Morrissey is the one who makes boys do up their hair like that. Swoon. Morrissey is the one who consistently puts out good records year after year, because he has words he needs to write, and sing, and people who need to hear them. Morrissey is the one I can’t go more than a few days without listening to, whether it’s the old stuff, like how randomly my brain will start singing “Late Night, Maudlin Street” or because I heard that he’d covered Chrissie Hynde’s “Back on the Chain Gang,” with Boz Boorer’s delicious rockabilly tone, so different from Johnny Marr but just as complementary to the lyrical sound. Or because it turned out somewhere along the way I’d missed a record (there are so many) and I have to consume it instantly.

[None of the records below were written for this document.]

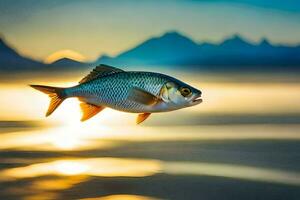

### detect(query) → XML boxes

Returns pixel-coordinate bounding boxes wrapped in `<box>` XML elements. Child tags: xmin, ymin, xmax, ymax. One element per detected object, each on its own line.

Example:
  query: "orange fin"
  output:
<box><xmin>30</xmin><ymin>85</ymin><xmax>66</xmax><ymax>117</ymax></box>
<box><xmin>80</xmin><ymin>102</ymin><xmax>105</xmax><ymax>122</ymax></box>
<box><xmin>136</xmin><ymin>113</ymin><xmax>151</xmax><ymax>124</ymax></box>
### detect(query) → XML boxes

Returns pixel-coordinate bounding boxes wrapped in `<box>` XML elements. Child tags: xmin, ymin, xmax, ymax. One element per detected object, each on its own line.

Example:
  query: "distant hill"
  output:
<box><xmin>0</xmin><ymin>32</ymin><xmax>300</xmax><ymax>71</ymax></box>
<box><xmin>50</xmin><ymin>58</ymin><xmax>87</xmax><ymax>69</ymax></box>
<box><xmin>95</xmin><ymin>32</ymin><xmax>300</xmax><ymax>70</ymax></box>
<box><xmin>0</xmin><ymin>38</ymin><xmax>44</xmax><ymax>71</ymax></box>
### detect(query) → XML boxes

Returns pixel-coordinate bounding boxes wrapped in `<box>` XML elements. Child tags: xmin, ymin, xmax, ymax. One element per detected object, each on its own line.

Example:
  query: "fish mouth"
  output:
<box><xmin>192</xmin><ymin>94</ymin><xmax>203</xmax><ymax>105</ymax></box>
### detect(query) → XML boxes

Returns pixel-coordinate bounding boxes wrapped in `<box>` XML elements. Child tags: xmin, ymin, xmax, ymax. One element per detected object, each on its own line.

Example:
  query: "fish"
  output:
<box><xmin>30</xmin><ymin>64</ymin><xmax>202</xmax><ymax>124</ymax></box>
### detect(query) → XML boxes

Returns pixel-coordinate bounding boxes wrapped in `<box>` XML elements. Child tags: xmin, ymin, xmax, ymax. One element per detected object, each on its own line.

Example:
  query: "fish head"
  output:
<box><xmin>160</xmin><ymin>81</ymin><xmax>202</xmax><ymax>108</ymax></box>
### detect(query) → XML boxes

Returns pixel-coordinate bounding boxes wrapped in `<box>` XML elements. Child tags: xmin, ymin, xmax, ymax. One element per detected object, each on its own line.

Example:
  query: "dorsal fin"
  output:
<box><xmin>79</xmin><ymin>64</ymin><xmax>124</xmax><ymax>84</ymax></box>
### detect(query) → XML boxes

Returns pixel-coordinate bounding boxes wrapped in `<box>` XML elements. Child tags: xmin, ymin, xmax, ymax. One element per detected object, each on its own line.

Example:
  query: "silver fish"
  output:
<box><xmin>30</xmin><ymin>65</ymin><xmax>202</xmax><ymax>124</ymax></box>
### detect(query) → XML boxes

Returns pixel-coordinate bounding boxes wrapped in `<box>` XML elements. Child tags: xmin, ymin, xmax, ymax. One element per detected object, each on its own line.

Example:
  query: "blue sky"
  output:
<box><xmin>0</xmin><ymin>0</ymin><xmax>300</xmax><ymax>60</ymax></box>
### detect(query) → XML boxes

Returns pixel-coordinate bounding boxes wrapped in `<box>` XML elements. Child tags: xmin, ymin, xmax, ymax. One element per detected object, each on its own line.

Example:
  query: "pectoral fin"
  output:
<box><xmin>128</xmin><ymin>87</ymin><xmax>159</xmax><ymax>105</ymax></box>
<box><xmin>136</xmin><ymin>113</ymin><xmax>151</xmax><ymax>124</ymax></box>
<box><xmin>80</xmin><ymin>102</ymin><xmax>105</xmax><ymax>122</ymax></box>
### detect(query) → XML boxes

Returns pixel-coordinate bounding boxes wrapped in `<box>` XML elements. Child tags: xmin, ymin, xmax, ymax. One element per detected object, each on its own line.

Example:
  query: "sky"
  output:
<box><xmin>0</xmin><ymin>0</ymin><xmax>300</xmax><ymax>61</ymax></box>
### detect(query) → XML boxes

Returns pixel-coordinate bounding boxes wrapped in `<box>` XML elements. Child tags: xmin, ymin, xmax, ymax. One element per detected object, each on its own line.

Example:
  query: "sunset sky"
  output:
<box><xmin>0</xmin><ymin>0</ymin><xmax>300</xmax><ymax>60</ymax></box>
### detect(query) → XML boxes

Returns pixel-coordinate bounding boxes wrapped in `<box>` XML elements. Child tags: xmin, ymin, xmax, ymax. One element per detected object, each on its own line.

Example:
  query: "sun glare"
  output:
<box><xmin>44</xmin><ymin>49</ymin><xmax>86</xmax><ymax>64</ymax></box>
<box><xmin>54</xmin><ymin>161</ymin><xmax>89</xmax><ymax>176</ymax></box>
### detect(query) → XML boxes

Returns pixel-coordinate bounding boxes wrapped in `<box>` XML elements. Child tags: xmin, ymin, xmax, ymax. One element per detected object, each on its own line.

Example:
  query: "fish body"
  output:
<box><xmin>32</xmin><ymin>65</ymin><xmax>202</xmax><ymax>123</ymax></box>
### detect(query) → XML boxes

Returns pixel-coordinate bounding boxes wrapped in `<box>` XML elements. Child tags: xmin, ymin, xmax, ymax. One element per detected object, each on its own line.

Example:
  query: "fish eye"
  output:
<box><xmin>179</xmin><ymin>87</ymin><xmax>192</xmax><ymax>97</ymax></box>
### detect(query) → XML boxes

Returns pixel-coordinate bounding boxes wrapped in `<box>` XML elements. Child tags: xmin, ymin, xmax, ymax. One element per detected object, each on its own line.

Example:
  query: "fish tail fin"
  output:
<box><xmin>30</xmin><ymin>85</ymin><xmax>67</xmax><ymax>117</ymax></box>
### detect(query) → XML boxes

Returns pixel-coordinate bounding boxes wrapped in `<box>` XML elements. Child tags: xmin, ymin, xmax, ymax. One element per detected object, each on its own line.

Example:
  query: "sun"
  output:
<box><xmin>44</xmin><ymin>49</ymin><xmax>86</xmax><ymax>64</ymax></box>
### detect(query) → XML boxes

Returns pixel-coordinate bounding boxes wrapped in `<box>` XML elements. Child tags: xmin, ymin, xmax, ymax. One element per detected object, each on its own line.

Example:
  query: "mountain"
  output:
<box><xmin>97</xmin><ymin>32</ymin><xmax>199</xmax><ymax>65</ymax></box>
<box><xmin>0</xmin><ymin>38</ymin><xmax>44</xmax><ymax>71</ymax></box>
<box><xmin>0</xmin><ymin>31</ymin><xmax>300</xmax><ymax>72</ymax></box>
<box><xmin>50</xmin><ymin>58</ymin><xmax>87</xmax><ymax>69</ymax></box>
<box><xmin>94</xmin><ymin>32</ymin><xmax>300</xmax><ymax>70</ymax></box>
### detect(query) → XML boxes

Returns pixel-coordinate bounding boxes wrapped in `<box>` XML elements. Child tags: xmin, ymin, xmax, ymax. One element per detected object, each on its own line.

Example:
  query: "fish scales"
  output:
<box><xmin>66</xmin><ymin>72</ymin><xmax>168</xmax><ymax>112</ymax></box>
<box><xmin>30</xmin><ymin>64</ymin><xmax>202</xmax><ymax>124</ymax></box>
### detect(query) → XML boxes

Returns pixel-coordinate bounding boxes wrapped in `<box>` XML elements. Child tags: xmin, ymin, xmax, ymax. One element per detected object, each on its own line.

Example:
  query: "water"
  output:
<box><xmin>0</xmin><ymin>71</ymin><xmax>300</xmax><ymax>200</ymax></box>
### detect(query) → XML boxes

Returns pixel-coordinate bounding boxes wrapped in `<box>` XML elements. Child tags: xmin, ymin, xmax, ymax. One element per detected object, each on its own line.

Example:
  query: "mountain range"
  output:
<box><xmin>0</xmin><ymin>32</ymin><xmax>300</xmax><ymax>71</ymax></box>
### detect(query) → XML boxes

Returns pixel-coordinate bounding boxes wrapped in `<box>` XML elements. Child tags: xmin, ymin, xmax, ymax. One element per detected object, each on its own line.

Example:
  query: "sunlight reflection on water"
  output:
<box><xmin>0</xmin><ymin>158</ymin><xmax>300</xmax><ymax>186</ymax></box>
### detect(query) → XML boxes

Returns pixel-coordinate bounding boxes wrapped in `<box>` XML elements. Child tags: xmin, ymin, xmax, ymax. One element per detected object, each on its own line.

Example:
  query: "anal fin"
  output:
<box><xmin>136</xmin><ymin>113</ymin><xmax>151</xmax><ymax>124</ymax></box>
<box><xmin>80</xmin><ymin>102</ymin><xmax>105</xmax><ymax>122</ymax></box>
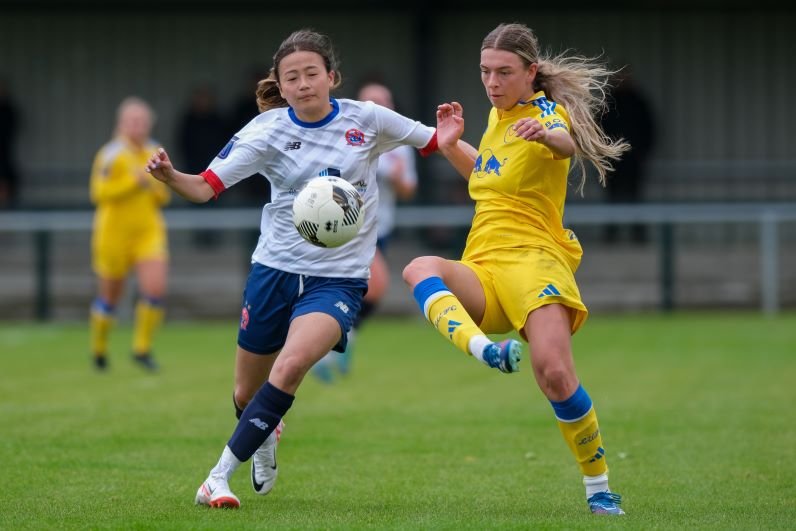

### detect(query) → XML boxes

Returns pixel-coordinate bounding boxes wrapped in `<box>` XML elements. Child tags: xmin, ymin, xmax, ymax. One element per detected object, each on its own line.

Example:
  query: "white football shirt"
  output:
<box><xmin>202</xmin><ymin>99</ymin><xmax>434</xmax><ymax>278</ymax></box>
<box><xmin>376</xmin><ymin>146</ymin><xmax>417</xmax><ymax>238</ymax></box>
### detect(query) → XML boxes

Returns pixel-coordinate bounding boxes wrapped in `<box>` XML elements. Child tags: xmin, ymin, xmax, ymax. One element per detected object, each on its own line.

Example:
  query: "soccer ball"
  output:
<box><xmin>293</xmin><ymin>176</ymin><xmax>365</xmax><ymax>247</ymax></box>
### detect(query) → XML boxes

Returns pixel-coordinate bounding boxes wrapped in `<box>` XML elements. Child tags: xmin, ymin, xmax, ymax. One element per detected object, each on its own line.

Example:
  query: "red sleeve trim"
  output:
<box><xmin>199</xmin><ymin>169</ymin><xmax>227</xmax><ymax>199</ymax></box>
<box><xmin>420</xmin><ymin>129</ymin><xmax>439</xmax><ymax>157</ymax></box>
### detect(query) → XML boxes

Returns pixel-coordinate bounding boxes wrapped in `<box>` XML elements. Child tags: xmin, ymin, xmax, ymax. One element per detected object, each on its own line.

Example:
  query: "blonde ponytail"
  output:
<box><xmin>481</xmin><ymin>24</ymin><xmax>630</xmax><ymax>194</ymax></box>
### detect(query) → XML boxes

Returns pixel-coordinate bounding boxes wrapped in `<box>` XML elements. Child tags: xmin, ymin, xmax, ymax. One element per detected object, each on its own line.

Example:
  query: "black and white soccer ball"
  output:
<box><xmin>293</xmin><ymin>176</ymin><xmax>365</xmax><ymax>247</ymax></box>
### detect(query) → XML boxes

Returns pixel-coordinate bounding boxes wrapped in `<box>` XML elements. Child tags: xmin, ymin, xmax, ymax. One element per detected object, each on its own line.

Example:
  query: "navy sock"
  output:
<box><xmin>227</xmin><ymin>382</ymin><xmax>295</xmax><ymax>461</ymax></box>
<box><xmin>232</xmin><ymin>391</ymin><xmax>243</xmax><ymax>420</ymax></box>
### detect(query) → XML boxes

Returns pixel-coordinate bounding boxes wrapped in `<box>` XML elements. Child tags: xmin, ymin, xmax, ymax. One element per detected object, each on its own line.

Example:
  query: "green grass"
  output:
<box><xmin>0</xmin><ymin>314</ymin><xmax>796</xmax><ymax>530</ymax></box>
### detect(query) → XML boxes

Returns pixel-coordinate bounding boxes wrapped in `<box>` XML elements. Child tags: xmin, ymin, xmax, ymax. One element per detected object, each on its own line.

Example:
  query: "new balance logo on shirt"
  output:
<box><xmin>536</xmin><ymin>284</ymin><xmax>561</xmax><ymax>299</ymax></box>
<box><xmin>249</xmin><ymin>419</ymin><xmax>268</xmax><ymax>431</ymax></box>
<box><xmin>448</xmin><ymin>320</ymin><xmax>462</xmax><ymax>339</ymax></box>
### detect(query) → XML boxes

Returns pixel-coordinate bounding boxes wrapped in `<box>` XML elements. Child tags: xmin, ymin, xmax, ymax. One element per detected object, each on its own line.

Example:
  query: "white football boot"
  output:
<box><xmin>194</xmin><ymin>476</ymin><xmax>240</xmax><ymax>509</ymax></box>
<box><xmin>252</xmin><ymin>420</ymin><xmax>285</xmax><ymax>495</ymax></box>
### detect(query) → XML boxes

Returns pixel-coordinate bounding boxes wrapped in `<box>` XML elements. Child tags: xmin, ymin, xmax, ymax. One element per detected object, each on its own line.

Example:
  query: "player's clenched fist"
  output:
<box><xmin>146</xmin><ymin>148</ymin><xmax>174</xmax><ymax>183</ymax></box>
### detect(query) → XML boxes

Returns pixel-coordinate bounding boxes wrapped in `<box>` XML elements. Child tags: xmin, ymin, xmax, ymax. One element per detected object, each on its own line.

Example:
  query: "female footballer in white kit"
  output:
<box><xmin>147</xmin><ymin>30</ymin><xmax>516</xmax><ymax>508</ymax></box>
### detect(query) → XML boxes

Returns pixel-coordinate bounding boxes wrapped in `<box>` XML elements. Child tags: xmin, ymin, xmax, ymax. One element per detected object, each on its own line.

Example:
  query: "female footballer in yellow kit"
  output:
<box><xmin>90</xmin><ymin>98</ymin><xmax>170</xmax><ymax>371</ymax></box>
<box><xmin>404</xmin><ymin>24</ymin><xmax>629</xmax><ymax>514</ymax></box>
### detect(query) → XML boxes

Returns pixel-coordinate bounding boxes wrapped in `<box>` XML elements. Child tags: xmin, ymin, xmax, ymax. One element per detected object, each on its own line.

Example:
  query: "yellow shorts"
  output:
<box><xmin>460</xmin><ymin>247</ymin><xmax>589</xmax><ymax>340</ymax></box>
<box><xmin>91</xmin><ymin>225</ymin><xmax>169</xmax><ymax>278</ymax></box>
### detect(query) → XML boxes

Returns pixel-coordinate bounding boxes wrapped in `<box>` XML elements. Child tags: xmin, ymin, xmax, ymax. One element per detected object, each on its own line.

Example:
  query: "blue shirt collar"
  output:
<box><xmin>287</xmin><ymin>98</ymin><xmax>340</xmax><ymax>129</ymax></box>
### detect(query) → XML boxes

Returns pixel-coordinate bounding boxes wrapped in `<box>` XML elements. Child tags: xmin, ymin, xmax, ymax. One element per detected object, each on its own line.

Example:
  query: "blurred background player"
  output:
<box><xmin>90</xmin><ymin>97</ymin><xmax>170</xmax><ymax>371</ymax></box>
<box><xmin>313</xmin><ymin>81</ymin><xmax>417</xmax><ymax>383</ymax></box>
<box><xmin>146</xmin><ymin>30</ymin><xmax>472</xmax><ymax>508</ymax></box>
<box><xmin>404</xmin><ymin>24</ymin><xmax>628</xmax><ymax>515</ymax></box>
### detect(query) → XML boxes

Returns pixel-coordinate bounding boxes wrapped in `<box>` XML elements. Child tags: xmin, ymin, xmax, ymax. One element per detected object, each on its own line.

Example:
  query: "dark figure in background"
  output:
<box><xmin>178</xmin><ymin>85</ymin><xmax>227</xmax><ymax>173</ymax></box>
<box><xmin>177</xmin><ymin>85</ymin><xmax>228</xmax><ymax>247</ymax></box>
<box><xmin>225</xmin><ymin>66</ymin><xmax>271</xmax><ymax>206</ymax></box>
<box><xmin>602</xmin><ymin>69</ymin><xmax>655</xmax><ymax>243</ymax></box>
<box><xmin>0</xmin><ymin>79</ymin><xmax>19</xmax><ymax>208</ymax></box>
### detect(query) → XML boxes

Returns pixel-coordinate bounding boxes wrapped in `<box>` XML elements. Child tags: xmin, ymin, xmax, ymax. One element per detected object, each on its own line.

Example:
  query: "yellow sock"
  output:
<box><xmin>558</xmin><ymin>406</ymin><xmax>608</xmax><ymax>476</ymax></box>
<box><xmin>89</xmin><ymin>307</ymin><xmax>113</xmax><ymax>356</ymax></box>
<box><xmin>133</xmin><ymin>299</ymin><xmax>164</xmax><ymax>354</ymax></box>
<box><xmin>427</xmin><ymin>294</ymin><xmax>488</xmax><ymax>357</ymax></box>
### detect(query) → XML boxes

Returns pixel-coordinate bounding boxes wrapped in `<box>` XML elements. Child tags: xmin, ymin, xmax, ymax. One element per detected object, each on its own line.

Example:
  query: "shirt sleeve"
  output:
<box><xmin>202</xmin><ymin>116</ymin><xmax>269</xmax><ymax>195</ymax></box>
<box><xmin>371</xmin><ymin>103</ymin><xmax>436</xmax><ymax>153</ymax></box>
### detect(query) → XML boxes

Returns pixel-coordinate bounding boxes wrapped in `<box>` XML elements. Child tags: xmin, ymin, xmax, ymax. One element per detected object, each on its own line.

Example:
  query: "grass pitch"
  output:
<box><xmin>0</xmin><ymin>314</ymin><xmax>796</xmax><ymax>530</ymax></box>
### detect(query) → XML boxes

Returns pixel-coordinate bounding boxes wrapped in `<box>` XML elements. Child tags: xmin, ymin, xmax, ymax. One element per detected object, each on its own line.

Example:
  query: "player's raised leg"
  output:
<box><xmin>403</xmin><ymin>256</ymin><xmax>522</xmax><ymax>372</ymax></box>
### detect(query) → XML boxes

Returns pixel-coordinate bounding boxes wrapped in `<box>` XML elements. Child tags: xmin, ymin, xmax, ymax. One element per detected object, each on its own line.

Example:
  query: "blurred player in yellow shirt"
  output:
<box><xmin>91</xmin><ymin>97</ymin><xmax>170</xmax><ymax>371</ymax></box>
<box><xmin>404</xmin><ymin>24</ymin><xmax>628</xmax><ymax>515</ymax></box>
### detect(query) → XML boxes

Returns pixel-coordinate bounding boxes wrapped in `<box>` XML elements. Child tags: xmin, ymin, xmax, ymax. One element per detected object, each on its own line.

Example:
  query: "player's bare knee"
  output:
<box><xmin>403</xmin><ymin>256</ymin><xmax>442</xmax><ymax>286</ymax></box>
<box><xmin>268</xmin><ymin>353</ymin><xmax>312</xmax><ymax>391</ymax></box>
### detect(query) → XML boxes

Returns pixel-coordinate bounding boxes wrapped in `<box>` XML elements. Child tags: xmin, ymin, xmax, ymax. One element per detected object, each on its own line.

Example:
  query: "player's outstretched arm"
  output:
<box><xmin>437</xmin><ymin>101</ymin><xmax>477</xmax><ymax>179</ymax></box>
<box><xmin>146</xmin><ymin>148</ymin><xmax>215</xmax><ymax>203</ymax></box>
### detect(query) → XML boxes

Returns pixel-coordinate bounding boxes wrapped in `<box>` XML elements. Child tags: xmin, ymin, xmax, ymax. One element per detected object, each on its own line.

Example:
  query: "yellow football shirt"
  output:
<box><xmin>462</xmin><ymin>91</ymin><xmax>582</xmax><ymax>271</ymax></box>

Morrissey is the one who reached out to young collaborators recently to sing with him on his new covers record, California Son. The Guardian, NME, and others all feel like they must hammer the greatest living crooner for not towing leftist party political lines. These outlets that want to slash Morrissey can’t even do it properly. After asking all the collaborators, from whoever that guy is from Green Day, to some other people who also aren’t half as good as Morrissey and should be grateful to be to be on the album (and probably are), there was only one singer, a b-list Canadian celebrity, who spoke out against him.